I should start this by saying that I am not demanding the waistcoat be unlocked, and I have male alts to enjoy it on, but I probably would make a nice steampunk MCH outfit for Aurelie if I could. With a skirt.
I actually think it has worse clipping than the princess dress - not in terms of how much is swallowed up by it, but how avoidable it is.
If you want to make a big puffy princess skirt, there's no way of doing that without it clipping.
But the Valentione dress could avoid clipping altogether, at least for races without tails. Make it just an inch or two longer so the ruffled hem is below fingertip level in a neutral pose, and it wouldn't be an issue.
You're making a huge assumption, unless you actually have quotes from the "same poster" being dismissive in the past, then demanding gender unlocks now.
I've previously argued against the view that female characters get all the good glamours. There are lots of nice things that are either exclusive to male characters or look better on them.
The "fantasia into a girl" argument is silly - and if anything is going to further drive the people in charge of this to say "our data indicates that people like playing female characters, so we'll cater more to them".
I think the Songbird outfits are a lot more balanced in making "similar but distinct" gendered versions of the same look. There are still reasons why people might prefer the other version for personal style, but you're probably going to use both in the same way, for the same sort of outfits.
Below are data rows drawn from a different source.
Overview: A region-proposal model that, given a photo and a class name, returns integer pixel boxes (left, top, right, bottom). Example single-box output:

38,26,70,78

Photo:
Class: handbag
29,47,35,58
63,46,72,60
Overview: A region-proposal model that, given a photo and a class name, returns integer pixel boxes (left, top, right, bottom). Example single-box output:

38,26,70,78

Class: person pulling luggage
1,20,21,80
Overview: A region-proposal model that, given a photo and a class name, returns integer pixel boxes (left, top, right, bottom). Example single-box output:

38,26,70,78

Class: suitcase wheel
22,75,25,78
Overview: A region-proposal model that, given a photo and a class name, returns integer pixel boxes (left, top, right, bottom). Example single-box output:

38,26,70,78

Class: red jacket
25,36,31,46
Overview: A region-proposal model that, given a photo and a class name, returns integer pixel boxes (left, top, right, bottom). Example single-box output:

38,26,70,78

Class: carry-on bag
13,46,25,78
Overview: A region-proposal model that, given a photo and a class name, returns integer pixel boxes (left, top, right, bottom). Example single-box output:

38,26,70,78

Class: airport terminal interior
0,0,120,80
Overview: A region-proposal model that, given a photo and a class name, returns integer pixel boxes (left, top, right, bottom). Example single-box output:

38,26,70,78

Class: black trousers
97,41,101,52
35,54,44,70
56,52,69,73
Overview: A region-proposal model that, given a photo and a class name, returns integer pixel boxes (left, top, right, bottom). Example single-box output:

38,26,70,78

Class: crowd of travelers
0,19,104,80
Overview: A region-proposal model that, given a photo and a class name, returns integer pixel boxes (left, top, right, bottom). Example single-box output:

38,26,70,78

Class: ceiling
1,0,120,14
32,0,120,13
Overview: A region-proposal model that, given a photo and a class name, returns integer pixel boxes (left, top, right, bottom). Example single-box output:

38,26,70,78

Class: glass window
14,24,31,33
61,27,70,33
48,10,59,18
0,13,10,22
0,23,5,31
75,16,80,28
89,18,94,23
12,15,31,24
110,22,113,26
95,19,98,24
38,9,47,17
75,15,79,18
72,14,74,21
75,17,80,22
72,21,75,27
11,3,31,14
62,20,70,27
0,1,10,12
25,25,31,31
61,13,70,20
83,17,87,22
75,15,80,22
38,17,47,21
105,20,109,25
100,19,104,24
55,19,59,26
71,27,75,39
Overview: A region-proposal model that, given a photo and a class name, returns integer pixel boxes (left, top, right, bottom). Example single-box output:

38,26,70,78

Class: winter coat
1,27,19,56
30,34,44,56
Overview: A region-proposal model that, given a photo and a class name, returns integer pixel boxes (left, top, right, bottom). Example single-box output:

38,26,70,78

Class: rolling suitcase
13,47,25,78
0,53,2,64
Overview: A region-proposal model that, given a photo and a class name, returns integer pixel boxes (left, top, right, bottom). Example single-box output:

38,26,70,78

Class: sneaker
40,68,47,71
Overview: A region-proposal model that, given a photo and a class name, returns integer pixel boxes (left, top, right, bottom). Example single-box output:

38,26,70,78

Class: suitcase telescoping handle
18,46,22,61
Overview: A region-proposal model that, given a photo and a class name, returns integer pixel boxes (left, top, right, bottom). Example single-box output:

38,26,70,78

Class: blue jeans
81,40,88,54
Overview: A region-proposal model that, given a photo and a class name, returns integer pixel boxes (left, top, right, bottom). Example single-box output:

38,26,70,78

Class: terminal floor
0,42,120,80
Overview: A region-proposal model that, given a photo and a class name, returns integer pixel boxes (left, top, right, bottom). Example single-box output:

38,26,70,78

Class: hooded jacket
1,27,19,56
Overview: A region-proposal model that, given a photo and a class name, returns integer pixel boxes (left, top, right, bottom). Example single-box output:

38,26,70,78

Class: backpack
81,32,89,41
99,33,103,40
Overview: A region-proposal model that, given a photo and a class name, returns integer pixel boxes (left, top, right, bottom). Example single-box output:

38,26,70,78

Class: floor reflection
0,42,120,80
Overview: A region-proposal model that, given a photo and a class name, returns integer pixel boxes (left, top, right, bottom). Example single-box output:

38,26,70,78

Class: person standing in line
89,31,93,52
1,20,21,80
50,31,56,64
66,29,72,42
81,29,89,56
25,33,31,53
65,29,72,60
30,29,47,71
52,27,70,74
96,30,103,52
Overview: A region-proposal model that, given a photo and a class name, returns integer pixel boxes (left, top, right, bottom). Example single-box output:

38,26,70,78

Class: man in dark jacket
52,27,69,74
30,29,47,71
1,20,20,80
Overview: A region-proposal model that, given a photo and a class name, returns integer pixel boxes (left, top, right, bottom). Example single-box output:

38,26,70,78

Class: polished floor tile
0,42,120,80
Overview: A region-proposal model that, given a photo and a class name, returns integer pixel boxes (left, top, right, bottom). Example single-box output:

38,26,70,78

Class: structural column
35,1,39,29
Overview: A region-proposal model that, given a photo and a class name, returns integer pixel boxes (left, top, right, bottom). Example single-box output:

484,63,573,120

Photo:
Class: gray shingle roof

The Valentione outfits just don't match in the same way. The male version is something from the 1800s / early 1900s / formal wear. You could use it for a wedding suit. Meanwhile the female version is.... cute and frilly. I don't even know what you could say it's from besides that. The only thing that makes them counterparts is that they were released together and both use the same two-colour effect.
Again, if the dress had a blouse under it, I think it would make a big difference to the apparent style of the outfit and what you could use it for, even if you didn't change anything else.
For me at least, none of those are an equivalent style. They're all long-sleeved coats, and from different eras. This is a waistcoat, not a "jacket", and you can't just substitute those other items for the specific look it has. We don't have that anywhere else that I can think of, except for the Lv80 goldsmith outfit which can't be glamoured onto other classes.
I think that's why people particularly want it - it's filling a gap for a 'basic' costume style that can be worked into a lot of things. There's nothing else currently available if you do want that look, except maybe the Boulevardier vest which is also male-exclusive.
I don't think that argument holds up. "Glamour this item that you don't particularly like, in the hope that enough other people will do the same that the devs work out this is a signal for them to make things that look like a different thing you do like."
I don't like the best man's suit. It looks masculine on a female character, and I'm not really fond of the style even on my male characters.
(I don't personally want to put my male characters in dresses, so I don't really have an opinion on the 2B dress - but again that would rely on people liking that particular dress enough to wear it in the vague hope it might lead to something else being unlocked in future.)
I think a lot of the draw of the waistcoat is that it isn't specifically masculine, but that it's an item that (in reality) can be worn by either gender, and with little difference in the style besides the tailoring and small details like which way the buttons do up.
If you took the Valentione waistcoat as-is and paired it with a skirt and heeled boots, that would look like a woman's outfit.
It comes down more to (modern Western) society's overall view of clothing. You can try to draw a line between "men's clothes" and "women's clothes" in real life too, but you end up with the same situation. Pants are men's clothing, skirts are women's clothing - but a woman can wear pants without people thinking she's crossdressing, whereas a man probably can't wear a skirt without giving that impression.
Back in the game, as someone who does stick to gender norms when picking outfits, I rarely-if-ever come across anything female-exclusive that I want to put on my male characters, but there are a number of male-exclusive things that I would like for my female characters, or that I do use from the unisex 'male counterpart' sets - just simple things like the Thavnairian gloves and sarouel, or the sailor brais, or the gambler's boots. I'd be disappointed if I couldn't access those, but I'm not at all bothered that I can't access the female equivalents on my male characters. I'd consider them female-exclusive at a mental level even if they weren't inaccessible.
More freedom is good of course, and if they can unlock everything for the people that do want it, that's great. But for now, that's the logical reason for at least part of the imbalance in male and female outfit availability: it reflects an imbalance in what people see as male and female clothing, and what they want access to.